Remembering Quandra Prettyman, Teacher, Activist, Friend

Quandra Prettyman, beloved Barnard Professor of Africana Studies and English, is celebrated by her colleagues, friends, family, and students in this memorial, recorded on January 9, 2022.

Get the memorial program here (PDF)

Born and raised in Baltimore, Maryland, Quandra Prettyman was the daughter of two school teachers. A curious, adventurous child, she saw the world as her playground. After studying history at Antioch College (1950-54) and English at the University of Michigan (1955-57), Quandra made New York City her home base: she worked in publishing and began teaching while initiating a lifetime of travel abroad, with regular trips to Amsterdam. Her welcoming apartment on the Upper West Side, in which every room was a library, showed her passion for making visible the parts of life buried in archives and books. Quandra herself was living history, often sharing stories of her friendships with luminaries like Coretta Scott King and James Baldwin and teaching newcomers the history of Black Barnard. Her home was a salon where gossip, knowledge, food, and drinks were served in abundance. It was also a haven for friends and students who needed a sudden place to stay or a shoulder to lean on.
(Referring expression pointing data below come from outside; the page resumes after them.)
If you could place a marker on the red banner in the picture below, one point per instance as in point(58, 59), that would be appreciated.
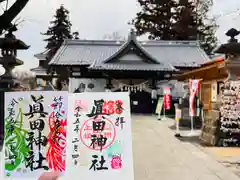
point(167, 98)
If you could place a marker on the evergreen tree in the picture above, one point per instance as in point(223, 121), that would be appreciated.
point(60, 29)
point(177, 20)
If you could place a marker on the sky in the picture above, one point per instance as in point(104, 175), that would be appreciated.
point(93, 19)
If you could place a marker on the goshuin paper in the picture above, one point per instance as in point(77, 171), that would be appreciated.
point(35, 133)
point(99, 141)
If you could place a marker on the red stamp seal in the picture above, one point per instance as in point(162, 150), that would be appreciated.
point(116, 162)
point(98, 133)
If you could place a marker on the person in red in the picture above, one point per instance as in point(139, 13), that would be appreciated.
point(49, 176)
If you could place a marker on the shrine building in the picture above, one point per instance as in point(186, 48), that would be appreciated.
point(141, 67)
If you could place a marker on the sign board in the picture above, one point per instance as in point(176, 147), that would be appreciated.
point(35, 134)
point(99, 143)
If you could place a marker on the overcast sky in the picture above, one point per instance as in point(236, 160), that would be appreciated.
point(93, 19)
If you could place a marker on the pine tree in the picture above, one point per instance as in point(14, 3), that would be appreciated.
point(60, 29)
point(177, 20)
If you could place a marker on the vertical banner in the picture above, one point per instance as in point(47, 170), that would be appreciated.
point(167, 98)
point(35, 134)
point(99, 136)
point(194, 85)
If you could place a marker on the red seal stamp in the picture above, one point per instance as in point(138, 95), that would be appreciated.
point(116, 162)
point(98, 133)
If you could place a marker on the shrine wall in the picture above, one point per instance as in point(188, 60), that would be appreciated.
point(86, 85)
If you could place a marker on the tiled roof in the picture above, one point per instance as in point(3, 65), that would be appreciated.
point(87, 52)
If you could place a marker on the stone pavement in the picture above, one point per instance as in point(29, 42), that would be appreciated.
point(158, 155)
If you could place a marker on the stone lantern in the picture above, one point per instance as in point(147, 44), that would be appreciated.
point(9, 46)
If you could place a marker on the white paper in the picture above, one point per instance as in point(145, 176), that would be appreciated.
point(115, 152)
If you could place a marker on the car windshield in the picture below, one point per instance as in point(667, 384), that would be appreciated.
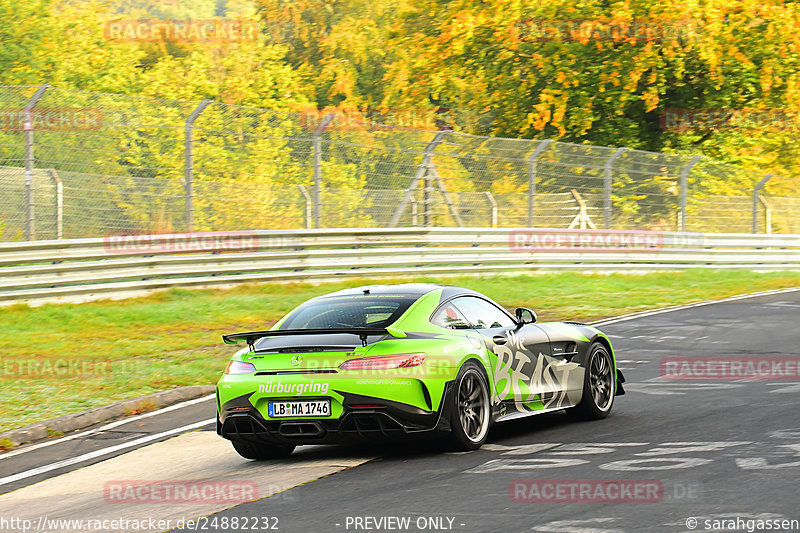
point(354, 311)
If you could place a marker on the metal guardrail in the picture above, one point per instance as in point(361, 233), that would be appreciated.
point(82, 269)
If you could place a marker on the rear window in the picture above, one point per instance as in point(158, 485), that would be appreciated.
point(355, 311)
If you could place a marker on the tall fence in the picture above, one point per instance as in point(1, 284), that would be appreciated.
point(78, 164)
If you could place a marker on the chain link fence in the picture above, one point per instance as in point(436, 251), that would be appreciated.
point(80, 164)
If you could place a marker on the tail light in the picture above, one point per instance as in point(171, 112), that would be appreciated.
point(384, 362)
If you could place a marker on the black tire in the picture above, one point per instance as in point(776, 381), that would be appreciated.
point(599, 385)
point(260, 452)
point(471, 414)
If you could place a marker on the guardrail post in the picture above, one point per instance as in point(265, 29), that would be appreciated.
point(188, 164)
point(309, 204)
point(326, 120)
point(607, 202)
point(30, 215)
point(532, 160)
point(59, 203)
point(493, 205)
point(756, 191)
point(684, 184)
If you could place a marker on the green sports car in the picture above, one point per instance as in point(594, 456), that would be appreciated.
point(388, 361)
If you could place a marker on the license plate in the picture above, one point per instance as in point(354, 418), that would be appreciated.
point(317, 408)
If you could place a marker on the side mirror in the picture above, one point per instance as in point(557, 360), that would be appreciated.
point(525, 315)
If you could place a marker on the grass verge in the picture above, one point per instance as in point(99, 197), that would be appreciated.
point(61, 359)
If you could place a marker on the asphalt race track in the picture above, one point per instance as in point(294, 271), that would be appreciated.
point(710, 455)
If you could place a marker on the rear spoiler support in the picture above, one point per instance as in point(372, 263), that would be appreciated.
point(252, 336)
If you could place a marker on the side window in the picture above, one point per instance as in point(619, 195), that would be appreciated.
point(482, 314)
point(450, 317)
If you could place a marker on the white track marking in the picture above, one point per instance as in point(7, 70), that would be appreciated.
point(99, 453)
point(106, 427)
point(644, 314)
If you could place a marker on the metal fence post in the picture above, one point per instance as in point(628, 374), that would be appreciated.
point(309, 204)
point(493, 206)
point(532, 160)
point(756, 190)
point(59, 203)
point(327, 119)
point(188, 166)
point(30, 216)
point(684, 179)
point(607, 202)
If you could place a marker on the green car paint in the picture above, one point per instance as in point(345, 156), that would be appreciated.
point(524, 370)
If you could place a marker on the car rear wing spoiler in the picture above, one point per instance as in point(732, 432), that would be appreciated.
point(252, 336)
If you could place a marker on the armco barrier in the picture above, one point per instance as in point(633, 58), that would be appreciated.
point(118, 266)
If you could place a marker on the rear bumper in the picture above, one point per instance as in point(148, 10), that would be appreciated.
point(390, 421)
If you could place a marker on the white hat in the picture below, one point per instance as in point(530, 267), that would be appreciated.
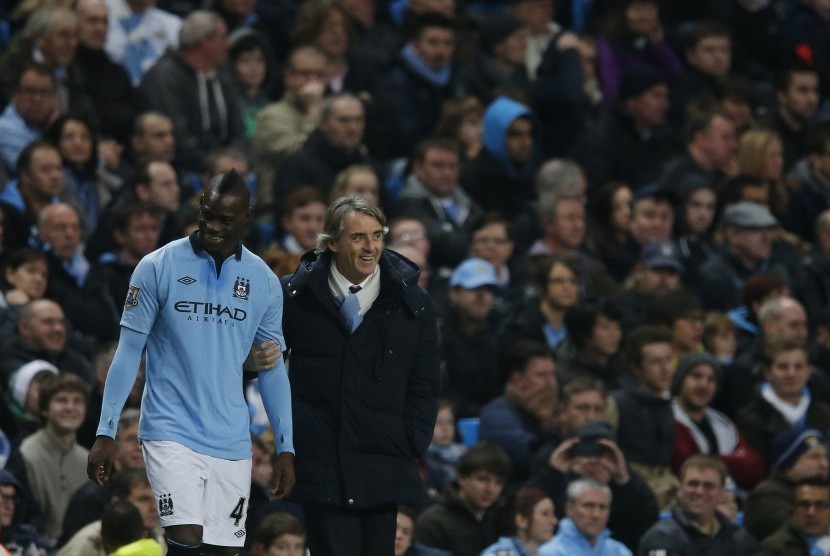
point(21, 379)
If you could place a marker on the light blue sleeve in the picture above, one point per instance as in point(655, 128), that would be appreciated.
point(142, 306)
point(120, 379)
point(274, 386)
point(276, 396)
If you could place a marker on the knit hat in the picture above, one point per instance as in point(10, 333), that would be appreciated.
point(22, 378)
point(661, 253)
point(689, 362)
point(6, 478)
point(749, 215)
point(638, 79)
point(791, 444)
point(474, 273)
point(497, 27)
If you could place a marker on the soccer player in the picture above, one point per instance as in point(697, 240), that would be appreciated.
point(198, 304)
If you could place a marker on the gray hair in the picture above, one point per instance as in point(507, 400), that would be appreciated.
point(336, 216)
point(549, 203)
point(197, 26)
point(328, 103)
point(560, 176)
point(42, 21)
point(580, 486)
point(774, 308)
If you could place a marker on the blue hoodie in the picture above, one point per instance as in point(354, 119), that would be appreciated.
point(498, 117)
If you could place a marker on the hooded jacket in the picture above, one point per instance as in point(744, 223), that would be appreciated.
point(364, 403)
point(492, 179)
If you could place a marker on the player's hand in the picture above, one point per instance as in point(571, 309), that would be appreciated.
point(282, 478)
point(263, 357)
point(100, 460)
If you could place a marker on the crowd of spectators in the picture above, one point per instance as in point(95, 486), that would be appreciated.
point(621, 210)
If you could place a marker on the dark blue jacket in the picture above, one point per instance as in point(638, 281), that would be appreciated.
point(364, 403)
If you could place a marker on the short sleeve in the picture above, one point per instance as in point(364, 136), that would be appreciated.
point(141, 305)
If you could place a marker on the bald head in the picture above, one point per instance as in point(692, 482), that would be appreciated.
point(783, 316)
point(60, 226)
point(42, 323)
point(92, 23)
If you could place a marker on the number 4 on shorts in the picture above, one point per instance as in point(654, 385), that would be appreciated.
point(238, 512)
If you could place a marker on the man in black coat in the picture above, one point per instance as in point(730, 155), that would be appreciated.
point(363, 353)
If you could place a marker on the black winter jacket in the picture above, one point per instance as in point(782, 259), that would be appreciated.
point(364, 403)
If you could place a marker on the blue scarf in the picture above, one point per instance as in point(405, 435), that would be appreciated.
point(436, 77)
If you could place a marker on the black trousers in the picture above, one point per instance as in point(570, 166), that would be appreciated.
point(335, 531)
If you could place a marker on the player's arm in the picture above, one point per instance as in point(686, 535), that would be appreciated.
point(120, 380)
point(275, 390)
point(263, 356)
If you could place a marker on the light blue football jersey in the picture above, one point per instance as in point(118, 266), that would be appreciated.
point(200, 327)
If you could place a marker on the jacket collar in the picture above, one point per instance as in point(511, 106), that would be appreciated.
point(397, 274)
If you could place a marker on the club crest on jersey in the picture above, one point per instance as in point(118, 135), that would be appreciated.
point(242, 288)
point(132, 297)
point(165, 505)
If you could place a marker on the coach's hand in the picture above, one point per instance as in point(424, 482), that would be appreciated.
point(100, 460)
point(282, 479)
point(263, 357)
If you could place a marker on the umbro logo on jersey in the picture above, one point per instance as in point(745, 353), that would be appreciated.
point(132, 297)
point(242, 288)
point(165, 505)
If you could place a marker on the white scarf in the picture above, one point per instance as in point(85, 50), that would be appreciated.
point(791, 413)
point(369, 288)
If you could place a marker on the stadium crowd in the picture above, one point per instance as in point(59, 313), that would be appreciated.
point(620, 209)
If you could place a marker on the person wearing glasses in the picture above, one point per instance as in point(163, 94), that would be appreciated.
point(809, 520)
point(695, 526)
point(584, 531)
point(799, 454)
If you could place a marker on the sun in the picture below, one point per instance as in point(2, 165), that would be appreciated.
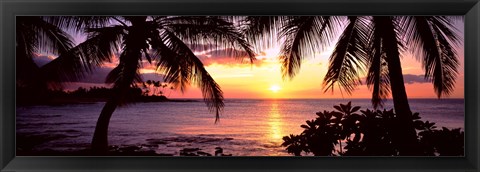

Professor Prettyman joined the Barnard College Department of English in 1970. In addition to teaching writing, she created courses new to the College (and sometimes new to the field) such as The Harlem Renaissance; Slavery: the Woman’s Experience; Black and White; Minority Women Writers in the US (Native American, African American, Latina, Asian American); Literature of the Great Migration; and Early African American literature 1760-1890. Even after Professor Prettyman’s official “retirement,” she continued teaching, offering “Explorations in Black Literature: 1760-1890,” as recently as the fall of 2019. A poet since her college days, her work appears in Arnold Adoff’s The Poetry of Black America (1973), among other venues. She edited Out of Our Lives: A Selection of Contemporary Black Fiction in 1975. Her lifelong interest in cookbooks and recipes led her to publish one of the earliest academic articles on African American Foodways, “Come Eat at My Table: Lives with Recipes” published by Southern Quarterly in 1992. In 2019, the Africana Studies department created the Quandra Prettyman Prize, given to a graduating senior, who like Quandra, embodies intellectual curiosity, generosity of spirit, constant growth, and a belief in the generative power of community.

Professor Prettyman passed away on the morning of October 21, 2021. She is survived by her daughter, Johanna Stadler, her sister, Waltyn Prettyman, her stepchildren, Sean Yau-Smith and Michelle DiPalma, and numerous honorary grandchildren.